Take back the tapNestlé hoards our world’s fresh water, marks it up 53 Million percent and spends enough on advertising to make you like paying for it. The company is highly effective in helping kill babies by means of watered-down infant formula; sucking up indigenous people’s water supplies in developing countries to bottle and sell in America for astronomical sums; and they’ve got cruel child labor practices in place that Executive VP Jose Lopez says have been company norm, “For as long as we’ve been using cocoa.”

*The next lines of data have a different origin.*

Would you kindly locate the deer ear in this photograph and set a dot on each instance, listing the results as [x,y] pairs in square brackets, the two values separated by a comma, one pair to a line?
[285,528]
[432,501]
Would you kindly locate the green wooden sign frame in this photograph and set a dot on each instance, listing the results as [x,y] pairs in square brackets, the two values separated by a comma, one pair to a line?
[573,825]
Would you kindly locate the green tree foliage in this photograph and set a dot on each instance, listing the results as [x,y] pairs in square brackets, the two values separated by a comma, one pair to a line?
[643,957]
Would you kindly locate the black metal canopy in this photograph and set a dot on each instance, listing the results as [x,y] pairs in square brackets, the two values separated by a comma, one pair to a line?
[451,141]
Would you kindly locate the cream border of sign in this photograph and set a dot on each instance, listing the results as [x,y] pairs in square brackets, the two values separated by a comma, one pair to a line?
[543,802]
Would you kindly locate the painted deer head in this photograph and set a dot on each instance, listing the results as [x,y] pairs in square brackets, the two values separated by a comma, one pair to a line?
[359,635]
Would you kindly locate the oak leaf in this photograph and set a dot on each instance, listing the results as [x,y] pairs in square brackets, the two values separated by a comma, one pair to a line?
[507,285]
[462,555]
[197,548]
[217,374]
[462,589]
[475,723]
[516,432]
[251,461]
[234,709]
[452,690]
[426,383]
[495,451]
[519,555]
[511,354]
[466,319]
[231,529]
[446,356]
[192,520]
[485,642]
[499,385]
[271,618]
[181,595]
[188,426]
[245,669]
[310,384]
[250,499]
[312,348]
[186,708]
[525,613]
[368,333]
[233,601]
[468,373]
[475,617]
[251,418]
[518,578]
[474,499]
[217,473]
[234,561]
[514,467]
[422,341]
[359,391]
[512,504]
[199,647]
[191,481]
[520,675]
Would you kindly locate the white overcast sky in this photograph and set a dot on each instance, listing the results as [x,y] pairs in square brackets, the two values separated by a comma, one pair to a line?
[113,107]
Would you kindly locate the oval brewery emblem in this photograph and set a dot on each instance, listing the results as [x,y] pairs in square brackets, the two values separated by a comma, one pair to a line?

Nestlé shamelessly carries out these acts in order to make $35 Billion profit, putting bottled water in the category of a serious social and environmental justice concern. And according to Daisy Luther of The Organic Prepper, that’s why Nestlé has been nominated for a 2013 Corporate Accountability International Hall of Shame Award. See for yourself: in this YouTube video, Nestle’s CEO remarks on the increasing scarcity of water.

The one opinion, which I think is extreme, is represented by the NGOs [NGOs = Non-Government Organizations], who bang on about declaring water being a public right. That means as a human being you should have a right to water. That’s an extreme solution.

Not bad enough yet? How about throwing a GMO connection into the ring: Nestlé has one of those too. Luther reports:

Monsanto and Nestle are firmly on the same team – Nestle donated over $1 million to the campaign against GMO labeling in California and their CEO has claimed that in 15 years of consumption, no one was every harmed by eating GMOs.

While the world’s attention has been on Monsanto’s corruption of the food supply, Nestle has been quietly draining water sources around the globe and marking it up a mind-blowing 53,908,255%, while the rest of us must deal with droughts, regulations on wells and rainwater, and rising prices.

Just remember, Nestlé’s propaganda statements are so not true. They are just empty marketing words.

The Nestle website touts the slogan: Good Food, Good Life is the promise we commit to, everyday, everywhere – to enhance lives, throughout life, with good food and beverages.

Be a smart world citizen and forget bottled water, like these plumbing shop owners have. The benefits are only a bunch of big fat lies. Drink free tap water instead and help improve our world by doing just a little bit every day to improve our environment and our water quality.